Countermeasure: manage to the bottleneck throughput and adjust releases based on real variability.Too many KPIs, so no one decides.
Countermeasure: limit to 3–5 KPIs per level, link each KPI to a decision and an owner.Unreliable shop-floor data, so biased trade-offs.
Countermeasure: measure observed data and maintain master data, especially routings and bills of materials.Standards not held, so you return to the starting level.
Countermeasure: install short routines with escalation thresholds and audits of standard adherence.Investments launched before sorting causes.
Countermeasure: test scenarios on a digital baseline, then commit CAPEX if system impact is confirmed.
Reading grid: “if your problem is X, look at Y, decide Z”
If your problem is… | Look at… | Decide… |
|---|---|---|
Chronic delays | Lead time and work-in-progress by zone | Adjust releases and protect the bottleneck, without breaking service level |
Urgent CAPEX | Bottleneck throughput, dominant stops and variability | Test scenarios before investment, then phase |
High inventory | Quality of bills of materials and parameters | Make data reliable, then realign rules |
Unstable quality | FPY at the bottleneck and defect Pareto | Stabilize dominant causes, because rework and scrap consume capacity |
Emergency costs | Plan adherence and priority volatility | Set sequencing and escalation rules, then control adherence |
Dillygence combines industrial expertise and the digital twin to convert a factual baseline into decision scenarios, then into quantified gains on capacity, lead times, costs and operational carbon footprint.
FAQ — Operational performance
What is operational performance?
Operational performance refers to an industrial system's ability to produce and deliver at the expected throughput, with controlled lead time, quality and cost, in a stable manner. It is proven through flow indicators, not isolated local results. It connects shop-floor decisions to business outcomes.
What are the 4 types of performance?
The four types cover quality, lead time, cost, then flexibility and safety. Quality addresses defects, scrap and rework. Lead time addresses lead time and service level. Cost addresses productivity and losses linked to variability. Flexibility and safety cover the ability to change mix and rate without drift.
What are the 5 operational performance objectives?
Five major objectives: increase useful capacity; reduce throughput time and work-in-progress; reduce scrap and rework; stabilize flow to meet customer lead times; reduce energy and material losses per good part. Each objective must include indicator, target, horizon and assumptions.
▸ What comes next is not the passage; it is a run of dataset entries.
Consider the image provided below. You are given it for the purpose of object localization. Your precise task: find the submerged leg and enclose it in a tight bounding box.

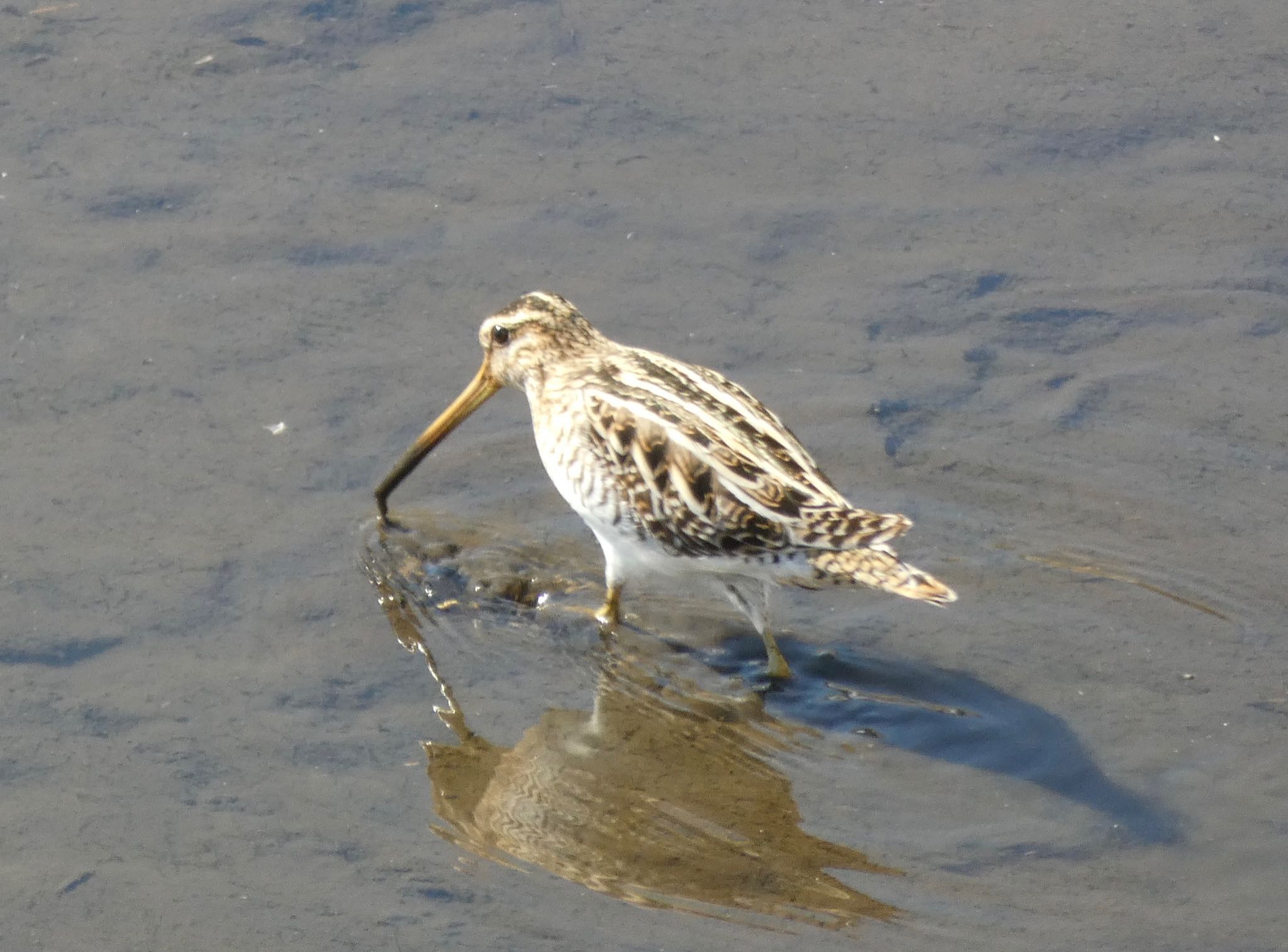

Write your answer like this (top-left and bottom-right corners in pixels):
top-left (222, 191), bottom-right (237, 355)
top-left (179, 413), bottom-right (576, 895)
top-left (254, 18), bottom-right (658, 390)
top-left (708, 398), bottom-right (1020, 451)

top-left (595, 581), bottom-right (622, 629)
top-left (595, 532), bottom-right (626, 629)
top-left (723, 580), bottom-right (792, 679)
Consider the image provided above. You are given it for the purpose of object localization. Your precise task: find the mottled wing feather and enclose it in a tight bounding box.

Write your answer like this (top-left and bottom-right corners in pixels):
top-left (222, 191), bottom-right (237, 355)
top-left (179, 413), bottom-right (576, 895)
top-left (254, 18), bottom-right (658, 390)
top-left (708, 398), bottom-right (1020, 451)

top-left (584, 350), bottom-right (912, 558)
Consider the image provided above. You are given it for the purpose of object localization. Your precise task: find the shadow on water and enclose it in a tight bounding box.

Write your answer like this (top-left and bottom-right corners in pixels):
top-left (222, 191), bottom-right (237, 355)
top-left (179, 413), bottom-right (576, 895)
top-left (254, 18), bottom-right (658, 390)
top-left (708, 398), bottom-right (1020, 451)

top-left (709, 636), bottom-right (1181, 844)
top-left (366, 518), bottom-right (901, 929)
top-left (364, 515), bottom-right (1179, 929)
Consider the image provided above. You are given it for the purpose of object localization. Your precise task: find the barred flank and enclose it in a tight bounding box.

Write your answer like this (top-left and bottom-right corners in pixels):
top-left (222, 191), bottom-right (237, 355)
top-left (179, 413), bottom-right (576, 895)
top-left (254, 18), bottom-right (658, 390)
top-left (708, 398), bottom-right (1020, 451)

top-left (808, 547), bottom-right (957, 605)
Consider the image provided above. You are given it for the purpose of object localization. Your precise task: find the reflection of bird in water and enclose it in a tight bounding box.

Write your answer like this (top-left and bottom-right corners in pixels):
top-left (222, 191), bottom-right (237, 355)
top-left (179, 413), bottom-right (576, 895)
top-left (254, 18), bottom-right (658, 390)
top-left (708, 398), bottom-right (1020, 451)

top-left (372, 561), bottom-right (899, 929)
top-left (376, 291), bottom-right (957, 678)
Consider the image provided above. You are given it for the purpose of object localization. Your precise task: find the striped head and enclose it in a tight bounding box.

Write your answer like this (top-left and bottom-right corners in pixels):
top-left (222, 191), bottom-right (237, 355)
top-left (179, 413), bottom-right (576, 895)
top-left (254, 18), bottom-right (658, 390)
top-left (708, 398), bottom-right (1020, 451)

top-left (376, 291), bottom-right (608, 518)
top-left (479, 291), bottom-right (604, 390)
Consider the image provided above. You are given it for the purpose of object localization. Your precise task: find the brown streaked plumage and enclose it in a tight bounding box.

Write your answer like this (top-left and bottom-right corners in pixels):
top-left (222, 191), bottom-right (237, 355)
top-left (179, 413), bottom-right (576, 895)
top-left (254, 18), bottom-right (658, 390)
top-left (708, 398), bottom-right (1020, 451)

top-left (376, 291), bottom-right (957, 678)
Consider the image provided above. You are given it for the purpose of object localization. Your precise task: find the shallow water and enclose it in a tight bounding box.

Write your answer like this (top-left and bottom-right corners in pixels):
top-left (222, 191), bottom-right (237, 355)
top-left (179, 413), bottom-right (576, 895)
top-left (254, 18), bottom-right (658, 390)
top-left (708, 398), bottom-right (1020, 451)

top-left (0, 0), bottom-right (1288, 951)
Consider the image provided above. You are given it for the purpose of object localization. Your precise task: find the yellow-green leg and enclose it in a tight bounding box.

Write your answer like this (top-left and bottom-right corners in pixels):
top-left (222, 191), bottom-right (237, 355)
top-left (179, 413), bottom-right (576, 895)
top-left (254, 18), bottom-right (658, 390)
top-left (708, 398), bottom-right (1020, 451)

top-left (595, 582), bottom-right (622, 629)
top-left (760, 627), bottom-right (792, 680)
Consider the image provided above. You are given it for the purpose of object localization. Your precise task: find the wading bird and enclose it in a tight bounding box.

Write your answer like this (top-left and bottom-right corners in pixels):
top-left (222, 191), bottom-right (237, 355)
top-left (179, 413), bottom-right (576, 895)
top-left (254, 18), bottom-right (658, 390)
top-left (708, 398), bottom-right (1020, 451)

top-left (376, 291), bottom-right (957, 678)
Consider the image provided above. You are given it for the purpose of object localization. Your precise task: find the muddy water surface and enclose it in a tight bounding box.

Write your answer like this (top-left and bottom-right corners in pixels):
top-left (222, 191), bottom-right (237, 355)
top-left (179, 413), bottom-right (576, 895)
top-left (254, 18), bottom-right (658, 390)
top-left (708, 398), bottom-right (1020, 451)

top-left (0, 0), bottom-right (1288, 949)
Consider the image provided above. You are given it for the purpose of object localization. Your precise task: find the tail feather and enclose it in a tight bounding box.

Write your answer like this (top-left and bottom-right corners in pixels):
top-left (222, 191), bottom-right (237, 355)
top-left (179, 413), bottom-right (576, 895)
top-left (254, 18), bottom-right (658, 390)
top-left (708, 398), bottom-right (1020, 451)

top-left (808, 546), bottom-right (957, 605)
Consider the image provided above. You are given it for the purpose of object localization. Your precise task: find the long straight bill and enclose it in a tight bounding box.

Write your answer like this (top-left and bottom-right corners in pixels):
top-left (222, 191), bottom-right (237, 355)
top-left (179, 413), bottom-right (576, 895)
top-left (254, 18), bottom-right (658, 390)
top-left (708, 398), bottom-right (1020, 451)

top-left (376, 359), bottom-right (501, 519)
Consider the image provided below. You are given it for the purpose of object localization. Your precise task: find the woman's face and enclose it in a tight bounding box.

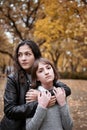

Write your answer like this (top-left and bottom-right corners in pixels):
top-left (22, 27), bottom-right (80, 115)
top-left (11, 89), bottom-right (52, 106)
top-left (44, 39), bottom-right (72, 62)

top-left (18, 45), bottom-right (35, 71)
top-left (36, 62), bottom-right (54, 89)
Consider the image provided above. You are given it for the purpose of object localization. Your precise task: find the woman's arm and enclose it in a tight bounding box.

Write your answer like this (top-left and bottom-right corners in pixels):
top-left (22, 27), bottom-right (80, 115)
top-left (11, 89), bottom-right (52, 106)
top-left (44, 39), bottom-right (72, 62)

top-left (26, 91), bottom-right (51, 130)
top-left (4, 76), bottom-right (38, 120)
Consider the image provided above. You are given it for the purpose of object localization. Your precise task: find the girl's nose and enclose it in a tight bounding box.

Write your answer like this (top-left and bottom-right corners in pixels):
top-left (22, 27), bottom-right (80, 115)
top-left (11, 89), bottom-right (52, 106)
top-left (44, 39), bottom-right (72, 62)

top-left (22, 55), bottom-right (26, 60)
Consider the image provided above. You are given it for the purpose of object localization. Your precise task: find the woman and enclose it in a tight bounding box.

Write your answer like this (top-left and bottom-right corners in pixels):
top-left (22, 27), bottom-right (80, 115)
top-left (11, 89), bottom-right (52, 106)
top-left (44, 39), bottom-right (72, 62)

top-left (0, 40), bottom-right (71, 130)
top-left (26, 58), bottom-right (73, 130)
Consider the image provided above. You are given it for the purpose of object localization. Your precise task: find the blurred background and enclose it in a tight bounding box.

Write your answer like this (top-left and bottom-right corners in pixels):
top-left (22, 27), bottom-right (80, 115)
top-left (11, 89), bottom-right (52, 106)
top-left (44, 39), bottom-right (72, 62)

top-left (0, 0), bottom-right (87, 130)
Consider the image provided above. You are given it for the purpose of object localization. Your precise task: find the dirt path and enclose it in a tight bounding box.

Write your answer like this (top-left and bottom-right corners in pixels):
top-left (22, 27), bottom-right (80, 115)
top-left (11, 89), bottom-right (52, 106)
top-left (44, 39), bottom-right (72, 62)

top-left (0, 79), bottom-right (87, 130)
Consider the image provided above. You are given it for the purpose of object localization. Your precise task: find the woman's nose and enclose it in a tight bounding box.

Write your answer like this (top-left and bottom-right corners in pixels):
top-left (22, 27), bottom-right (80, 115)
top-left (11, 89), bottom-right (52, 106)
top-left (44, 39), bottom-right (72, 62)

top-left (44, 70), bottom-right (49, 74)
What are operational performance indicators?
Common indicators: OEE, FPY, service level, lead time, work-in-progress, productivity, scrap rate. A useful indicator triggers a decision and a verification. An effective dashboard limits the number of indicators per level.
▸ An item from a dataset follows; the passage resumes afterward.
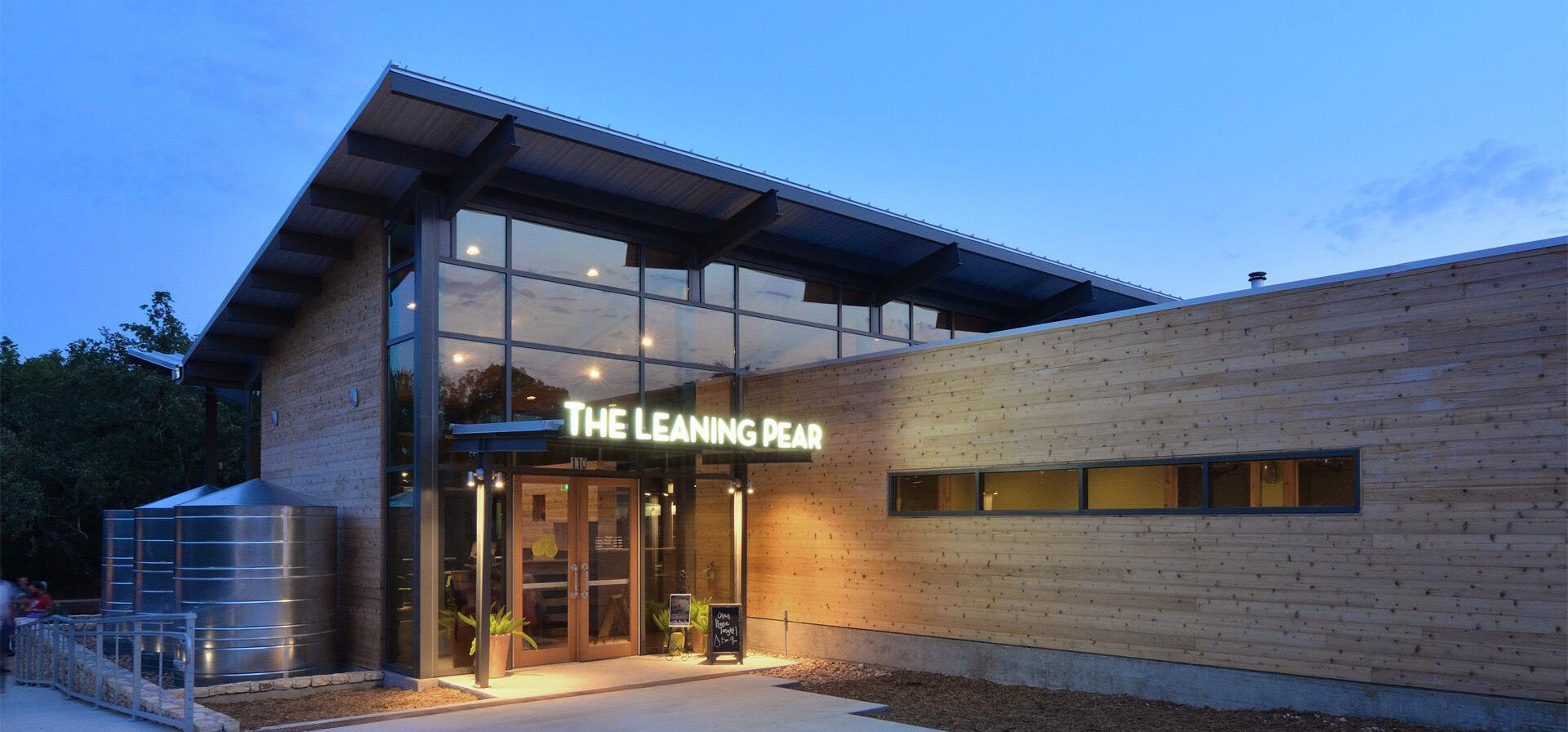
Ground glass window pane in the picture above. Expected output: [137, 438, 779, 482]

How do you define operational performance objectives aligned with the strategy?
Alignment starts from a business objective, then translates into targets for capacity, lead time, quality, cost and cash. A quantified baseline sets the starting point and enables an explicit business case, with assumptions and sensitivity. Management can then arbitrate CAPEX, OPEX and risks with comparable elements.
How do you manage operational performance across multiple sites?
Multi-site management requires identical KPI definitions, normalization by product mix and the same data granularity. It requires a shared review cadence and an action portfolio prioritized by system impact. Comparison becomes reliable when each site measures the same thing and decides with consistent rules.
How do you standardize best practices to improve operational performance?
Standardization relies on work standards, written management rules and routines to hold the standard. It requires maintenance of reference data, especially routings and bills of materials. A practice becomes “best” when it shows a measured gain from a quantified starting point and remains sustained through short reviews and audits.